It is a schematic diagram of the coaxial cable of Example 1 of the present invention. It is a schematic diagram of the coaxial cable of Example 1 of the present invention. It is a flowchart of the manufacturing method of the coaxial cable of Example 1 of this invention. It is a schematic diagram of the equipment which manufactures the coaxial cable of Example 1 of this invention. It is a SEM photograph of the carbon nanotube film of the present invention. It is a SEM photograph of the carbon nanotube composite of Example 1 of the present invention. It is a TEM photograph of the carbon nanotube composite of Example 1 of the present invention. It is a SEM photograph of the twisted linear carbon nanotube structure of Example 1 of the present invention. It is a SEM photograph of the linear carbon nanotube structure of Example 1 of the present invention. It is a schematic diagram of the coaxial cable of Example 2 of the present invention. It is a schematic diagram of the coaxial cable of Example 3 of the present invention.

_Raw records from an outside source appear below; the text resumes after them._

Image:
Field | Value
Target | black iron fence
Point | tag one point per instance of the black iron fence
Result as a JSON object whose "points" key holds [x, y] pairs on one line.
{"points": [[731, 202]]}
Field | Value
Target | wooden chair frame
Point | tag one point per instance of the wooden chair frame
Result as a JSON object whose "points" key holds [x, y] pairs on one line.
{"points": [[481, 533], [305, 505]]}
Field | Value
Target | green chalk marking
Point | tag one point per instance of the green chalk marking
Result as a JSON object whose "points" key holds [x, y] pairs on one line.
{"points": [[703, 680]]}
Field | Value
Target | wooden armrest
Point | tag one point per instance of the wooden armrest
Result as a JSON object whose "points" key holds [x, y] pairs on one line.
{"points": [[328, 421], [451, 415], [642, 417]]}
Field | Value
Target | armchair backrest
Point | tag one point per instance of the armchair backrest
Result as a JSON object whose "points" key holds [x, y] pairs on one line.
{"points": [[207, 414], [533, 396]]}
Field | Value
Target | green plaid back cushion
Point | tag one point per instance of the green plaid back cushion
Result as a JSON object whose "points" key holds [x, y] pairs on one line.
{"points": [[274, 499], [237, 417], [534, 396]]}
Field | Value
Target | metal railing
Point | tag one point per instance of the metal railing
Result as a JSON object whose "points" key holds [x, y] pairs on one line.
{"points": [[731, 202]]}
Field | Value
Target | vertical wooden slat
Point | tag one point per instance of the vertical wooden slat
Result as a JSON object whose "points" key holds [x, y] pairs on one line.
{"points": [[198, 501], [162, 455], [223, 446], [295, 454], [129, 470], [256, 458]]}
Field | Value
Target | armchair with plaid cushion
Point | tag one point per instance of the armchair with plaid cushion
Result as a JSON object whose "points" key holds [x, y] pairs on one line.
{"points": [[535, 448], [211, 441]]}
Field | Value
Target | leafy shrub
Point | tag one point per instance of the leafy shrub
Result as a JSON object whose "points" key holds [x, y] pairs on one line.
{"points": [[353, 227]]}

  Embodiments of the present invention will be described below with reference to the drawings.

Example 1
Referring to FIG. 1, the coaxial cable 10 of the present embodiment includes a core 110, an insulating layer 120 coated on the outer surface of the core 110, and a shielding layer 130 coated on the outer surface of the insulating layer 120. And a sheath layer 140 coated on the outer surface of the shielding layer 130. The core 110, the insulating layer 120, the shielding layer 130, and the sheath layer 140 are arranged coaxially.

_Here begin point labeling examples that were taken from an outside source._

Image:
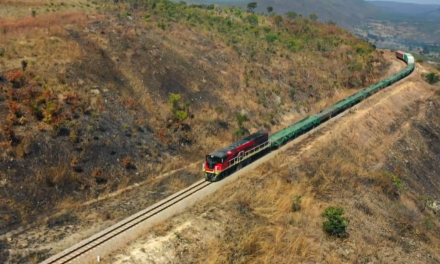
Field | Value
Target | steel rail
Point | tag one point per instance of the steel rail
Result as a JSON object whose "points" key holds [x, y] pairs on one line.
{"points": [[96, 240]]}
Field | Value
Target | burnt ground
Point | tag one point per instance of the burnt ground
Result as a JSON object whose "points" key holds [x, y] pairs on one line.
{"points": [[90, 115], [378, 163]]}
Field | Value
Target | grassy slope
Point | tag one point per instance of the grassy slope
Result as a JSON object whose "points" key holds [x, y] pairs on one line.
{"points": [[90, 112], [377, 163], [346, 13]]}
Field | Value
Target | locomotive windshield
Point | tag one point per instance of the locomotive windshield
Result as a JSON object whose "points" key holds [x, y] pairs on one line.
{"points": [[213, 159]]}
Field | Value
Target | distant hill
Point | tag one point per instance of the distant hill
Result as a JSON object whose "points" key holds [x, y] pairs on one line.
{"points": [[346, 13], [404, 8], [432, 15]]}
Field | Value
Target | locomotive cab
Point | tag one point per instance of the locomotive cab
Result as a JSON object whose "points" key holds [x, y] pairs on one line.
{"points": [[213, 165], [215, 160]]}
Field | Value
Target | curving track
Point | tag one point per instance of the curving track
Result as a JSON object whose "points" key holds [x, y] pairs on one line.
{"points": [[106, 241], [73, 254]]}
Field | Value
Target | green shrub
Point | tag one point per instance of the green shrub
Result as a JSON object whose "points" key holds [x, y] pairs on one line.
{"points": [[336, 224], [296, 205], [182, 115]]}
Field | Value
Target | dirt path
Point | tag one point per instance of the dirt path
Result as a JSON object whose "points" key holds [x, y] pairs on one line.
{"points": [[164, 246], [70, 227], [389, 102]]}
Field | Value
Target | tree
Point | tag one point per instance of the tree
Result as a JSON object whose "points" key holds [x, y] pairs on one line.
{"points": [[269, 9], [251, 7], [291, 15], [336, 224], [278, 19]]}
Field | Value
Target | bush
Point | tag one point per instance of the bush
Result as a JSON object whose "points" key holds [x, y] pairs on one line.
{"points": [[336, 224], [432, 78]]}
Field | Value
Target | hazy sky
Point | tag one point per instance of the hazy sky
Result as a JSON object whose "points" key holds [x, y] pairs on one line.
{"points": [[437, 2]]}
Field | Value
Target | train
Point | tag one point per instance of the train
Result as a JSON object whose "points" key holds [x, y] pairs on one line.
{"points": [[222, 162]]}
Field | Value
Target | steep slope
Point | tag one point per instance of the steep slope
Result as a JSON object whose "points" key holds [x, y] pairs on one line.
{"points": [[432, 15], [379, 163], [346, 13], [92, 101]]}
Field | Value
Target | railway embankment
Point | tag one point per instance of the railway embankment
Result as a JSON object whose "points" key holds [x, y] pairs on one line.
{"points": [[379, 162]]}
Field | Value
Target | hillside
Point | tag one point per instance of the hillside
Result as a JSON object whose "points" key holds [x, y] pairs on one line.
{"points": [[433, 15], [404, 8], [97, 96], [346, 13], [378, 163]]}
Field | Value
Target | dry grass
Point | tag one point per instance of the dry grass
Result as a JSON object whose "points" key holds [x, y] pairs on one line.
{"points": [[101, 81], [373, 163]]}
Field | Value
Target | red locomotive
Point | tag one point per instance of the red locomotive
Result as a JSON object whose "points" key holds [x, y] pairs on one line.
{"points": [[228, 159]]}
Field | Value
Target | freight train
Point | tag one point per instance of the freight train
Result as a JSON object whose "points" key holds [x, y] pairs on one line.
{"points": [[227, 160]]}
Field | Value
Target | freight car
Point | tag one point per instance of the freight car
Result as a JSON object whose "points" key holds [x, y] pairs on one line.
{"points": [[222, 162]]}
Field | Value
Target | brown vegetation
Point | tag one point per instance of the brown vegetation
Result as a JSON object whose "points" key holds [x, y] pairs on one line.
{"points": [[85, 98]]}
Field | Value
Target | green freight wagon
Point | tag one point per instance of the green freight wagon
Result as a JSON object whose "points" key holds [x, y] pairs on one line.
{"points": [[293, 131]]}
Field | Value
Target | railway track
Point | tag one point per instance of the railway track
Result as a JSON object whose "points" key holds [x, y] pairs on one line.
{"points": [[106, 241], [79, 253]]}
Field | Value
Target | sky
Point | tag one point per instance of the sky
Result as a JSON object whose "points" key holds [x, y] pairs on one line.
{"points": [[436, 2]]}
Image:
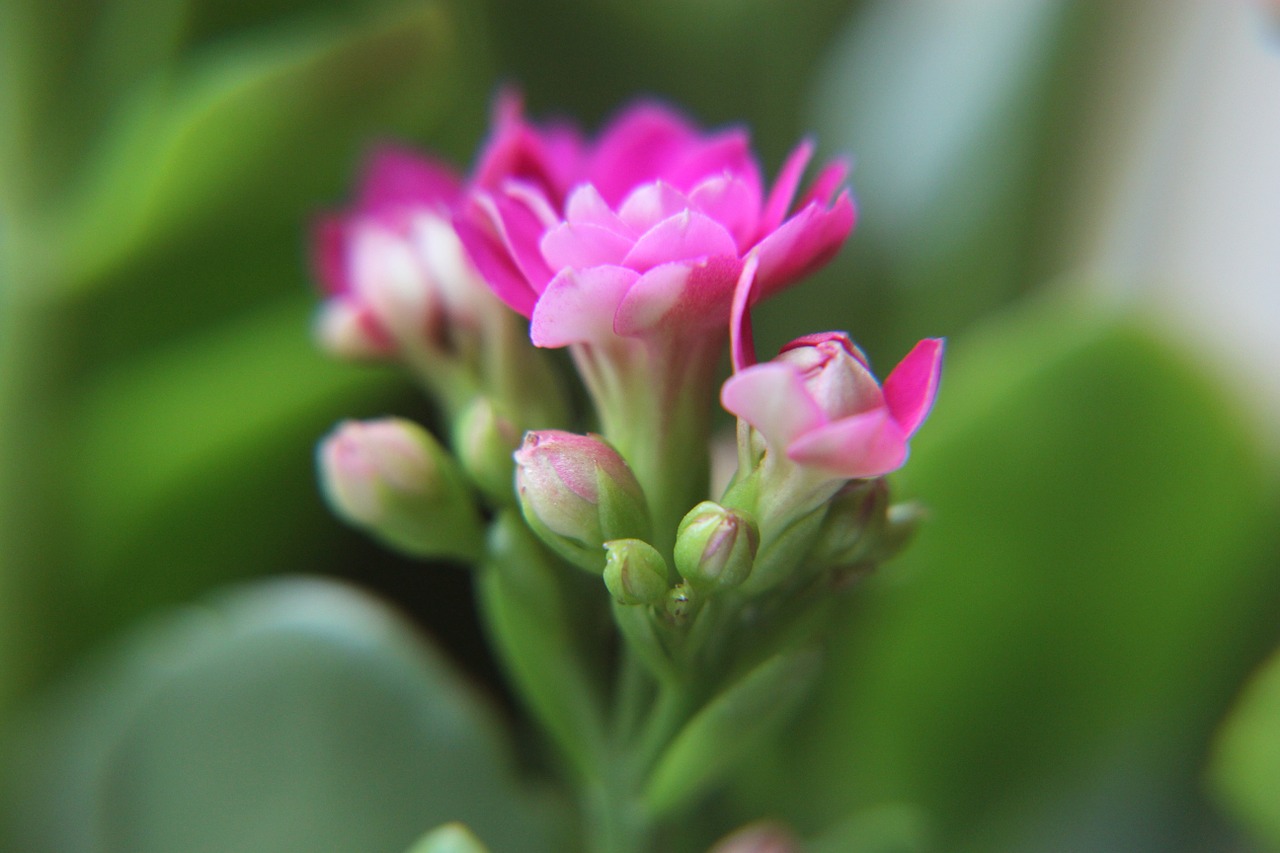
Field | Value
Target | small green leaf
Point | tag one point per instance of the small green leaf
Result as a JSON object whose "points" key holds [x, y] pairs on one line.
{"points": [[291, 716], [1246, 770], [728, 728]]}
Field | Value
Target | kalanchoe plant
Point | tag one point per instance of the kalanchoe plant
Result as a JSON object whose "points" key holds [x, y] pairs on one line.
{"points": [[641, 250]]}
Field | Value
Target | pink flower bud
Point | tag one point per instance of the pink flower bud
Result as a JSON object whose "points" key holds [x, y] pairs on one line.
{"points": [[577, 493], [818, 405]]}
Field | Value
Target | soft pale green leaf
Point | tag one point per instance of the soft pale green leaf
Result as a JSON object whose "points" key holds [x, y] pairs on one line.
{"points": [[1091, 580], [1247, 761], [292, 716]]}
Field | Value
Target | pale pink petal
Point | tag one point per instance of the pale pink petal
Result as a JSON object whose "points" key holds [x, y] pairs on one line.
{"points": [[638, 147], [785, 187], [913, 384], [826, 183], [803, 243], [649, 204], [680, 297], [579, 305], [865, 445], [397, 177], [772, 398], [740, 338], [586, 205], [580, 245], [685, 236], [731, 203]]}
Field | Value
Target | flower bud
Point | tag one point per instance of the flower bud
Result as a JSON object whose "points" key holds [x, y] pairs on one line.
{"points": [[577, 493], [392, 478], [635, 573], [716, 547], [484, 439]]}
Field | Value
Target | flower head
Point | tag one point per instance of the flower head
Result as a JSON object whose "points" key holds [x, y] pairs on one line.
{"points": [[644, 231], [819, 406]]}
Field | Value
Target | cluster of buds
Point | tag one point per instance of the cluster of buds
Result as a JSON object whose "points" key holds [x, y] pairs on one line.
{"points": [[641, 251]]}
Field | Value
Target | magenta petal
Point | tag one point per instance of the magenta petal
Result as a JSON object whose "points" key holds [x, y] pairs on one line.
{"points": [[329, 254], [680, 297], [581, 245], [579, 305], [865, 445], [785, 187], [636, 147], [740, 338], [685, 236], [731, 203], [649, 204], [913, 384], [803, 243], [398, 177], [772, 398], [489, 255]]}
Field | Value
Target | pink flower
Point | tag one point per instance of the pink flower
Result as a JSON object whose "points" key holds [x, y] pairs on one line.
{"points": [[644, 231], [819, 405], [392, 268]]}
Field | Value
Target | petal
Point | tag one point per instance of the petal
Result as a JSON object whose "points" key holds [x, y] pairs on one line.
{"points": [[649, 204], [803, 243], [741, 341], [680, 297], [686, 236], [731, 203], [772, 398], [398, 177], [580, 245], [483, 241], [913, 384], [586, 205], [579, 306], [785, 187], [865, 445], [638, 147]]}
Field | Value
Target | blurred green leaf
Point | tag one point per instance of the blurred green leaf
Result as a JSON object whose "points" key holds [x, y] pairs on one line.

  The insulating layer 120 is made of polytetrafluoroethylene, polyethylene, polypropylene, polystyrene, or a nano-clay-polymer composite material. The shielding layer 130 is made of a conductive material. The shielding layer 130 is obtained by tangling metal wires or a metal film. Of course, the shielding layer 130 may use a carbon nanotube film including a plurality of carbon nanotubes. Further, a net-like carbon nanotube structure formed by crossing carbon nanotube wires made of a plurality of carbon nanotubes can be used as the shielding layer 130. The sheath layer 140 is made of an insulating material. In the present embodiment, the sheath layer 140 is made of a nano-clay-polymer composite material. The nano clay is nano-montmorillonite. The polymer is any one of silicon resin, polyamide, and polyolefin, for example, polyethylene and polypropylene.

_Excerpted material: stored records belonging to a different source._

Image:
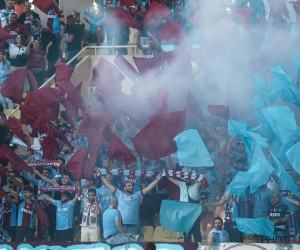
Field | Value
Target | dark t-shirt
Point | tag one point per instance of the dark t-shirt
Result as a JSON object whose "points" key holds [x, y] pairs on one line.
{"points": [[77, 30], [36, 59]]}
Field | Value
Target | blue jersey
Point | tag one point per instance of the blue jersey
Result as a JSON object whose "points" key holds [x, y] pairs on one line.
{"points": [[64, 215], [26, 214], [104, 195]]}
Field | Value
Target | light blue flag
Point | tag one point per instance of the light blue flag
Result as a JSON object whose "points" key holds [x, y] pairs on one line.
{"points": [[262, 92], [286, 179], [131, 246], [178, 216], [282, 86], [260, 226], [260, 167], [282, 122], [293, 155], [191, 150], [239, 183], [242, 130]]}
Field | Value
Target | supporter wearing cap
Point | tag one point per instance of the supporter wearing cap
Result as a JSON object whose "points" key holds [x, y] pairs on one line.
{"points": [[4, 14], [64, 215], [27, 223], [190, 192], [129, 203]]}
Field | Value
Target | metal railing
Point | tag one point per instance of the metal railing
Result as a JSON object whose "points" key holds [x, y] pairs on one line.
{"points": [[84, 49]]}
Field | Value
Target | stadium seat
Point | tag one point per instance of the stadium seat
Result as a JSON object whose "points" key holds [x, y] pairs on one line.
{"points": [[147, 231]]}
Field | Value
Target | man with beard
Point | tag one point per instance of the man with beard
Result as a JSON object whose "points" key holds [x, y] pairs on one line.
{"points": [[129, 203], [90, 229], [280, 215], [217, 234], [190, 192]]}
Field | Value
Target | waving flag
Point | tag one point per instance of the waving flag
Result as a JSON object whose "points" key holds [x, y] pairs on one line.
{"points": [[262, 92], [293, 156], [286, 179], [260, 167], [192, 150]]}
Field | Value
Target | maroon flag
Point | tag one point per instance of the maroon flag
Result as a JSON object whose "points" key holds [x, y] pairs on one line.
{"points": [[128, 2], [219, 110], [136, 12], [63, 72], [90, 166], [2, 193], [42, 216], [3, 171], [15, 127], [74, 96], [155, 140], [4, 35], [126, 67], [49, 144], [13, 85], [145, 65], [122, 18], [92, 126], [156, 14], [193, 106], [43, 5], [119, 151], [105, 72], [16, 162], [172, 33], [76, 164]]}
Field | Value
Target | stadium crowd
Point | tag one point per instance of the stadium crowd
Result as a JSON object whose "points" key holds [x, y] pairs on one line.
{"points": [[90, 172]]}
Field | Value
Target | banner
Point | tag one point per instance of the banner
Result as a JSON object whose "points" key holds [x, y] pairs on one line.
{"points": [[50, 163]]}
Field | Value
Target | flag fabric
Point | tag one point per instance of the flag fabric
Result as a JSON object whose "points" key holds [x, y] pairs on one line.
{"points": [[74, 97], [193, 106], [239, 183], [122, 18], [63, 72], [260, 226], [126, 67], [16, 162], [156, 14], [262, 92], [282, 86], [155, 140], [260, 167], [191, 150], [119, 151], [49, 144], [219, 110], [15, 127], [293, 156], [92, 126], [13, 85], [178, 216], [282, 122], [172, 33], [285, 179], [76, 164], [42, 216]]}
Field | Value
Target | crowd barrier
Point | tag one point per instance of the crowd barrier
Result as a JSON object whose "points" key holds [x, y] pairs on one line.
{"points": [[141, 246]]}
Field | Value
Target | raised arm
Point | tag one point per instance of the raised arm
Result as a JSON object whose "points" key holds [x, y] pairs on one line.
{"points": [[48, 198]]}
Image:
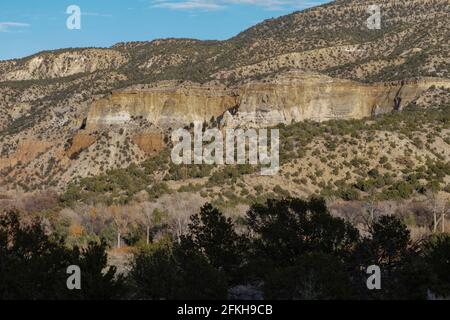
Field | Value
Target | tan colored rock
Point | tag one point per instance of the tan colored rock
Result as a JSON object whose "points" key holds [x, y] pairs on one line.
{"points": [[290, 97], [150, 143], [168, 106]]}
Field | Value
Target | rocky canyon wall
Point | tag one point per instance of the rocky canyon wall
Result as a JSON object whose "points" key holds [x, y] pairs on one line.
{"points": [[287, 98]]}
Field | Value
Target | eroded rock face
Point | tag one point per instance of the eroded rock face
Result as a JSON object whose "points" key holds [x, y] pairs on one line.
{"points": [[150, 143], [63, 64], [80, 141], [166, 106], [287, 98]]}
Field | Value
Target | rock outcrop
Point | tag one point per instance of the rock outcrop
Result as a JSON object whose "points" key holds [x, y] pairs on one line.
{"points": [[150, 143], [166, 105]]}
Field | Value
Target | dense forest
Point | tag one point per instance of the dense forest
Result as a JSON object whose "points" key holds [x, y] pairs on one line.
{"points": [[285, 249]]}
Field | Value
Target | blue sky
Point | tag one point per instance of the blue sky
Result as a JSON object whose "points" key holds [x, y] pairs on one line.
{"points": [[29, 26]]}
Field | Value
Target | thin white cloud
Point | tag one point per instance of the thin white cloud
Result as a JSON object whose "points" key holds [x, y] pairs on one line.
{"points": [[187, 5], [208, 5], [95, 14], [7, 26]]}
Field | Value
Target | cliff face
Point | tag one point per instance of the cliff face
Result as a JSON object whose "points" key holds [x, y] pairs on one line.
{"points": [[167, 106], [287, 98]]}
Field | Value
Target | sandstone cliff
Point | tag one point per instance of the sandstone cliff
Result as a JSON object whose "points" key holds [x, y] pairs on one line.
{"points": [[286, 98]]}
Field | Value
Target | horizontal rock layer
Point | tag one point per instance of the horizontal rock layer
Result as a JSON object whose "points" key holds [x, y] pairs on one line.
{"points": [[288, 98]]}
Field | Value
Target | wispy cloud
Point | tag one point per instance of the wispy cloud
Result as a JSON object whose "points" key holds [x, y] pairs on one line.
{"points": [[208, 5], [95, 14], [8, 26], [186, 5]]}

  The core 110 includes at least one linear carbon nanotube structure. Each linear carbon nanotube structure has a diameter of 4.5 nm to 1 mm. In this embodiment, the core 110 includes one linear carbon nanotube structure, and the diameter of the linear carbon nanotube structure is 1 μm to 30 μm. One linear carbon nanotube structure includes a plurality of carbon nanotubes. The plurality of carbon nanotubes are connected to each other by an intermolecular force.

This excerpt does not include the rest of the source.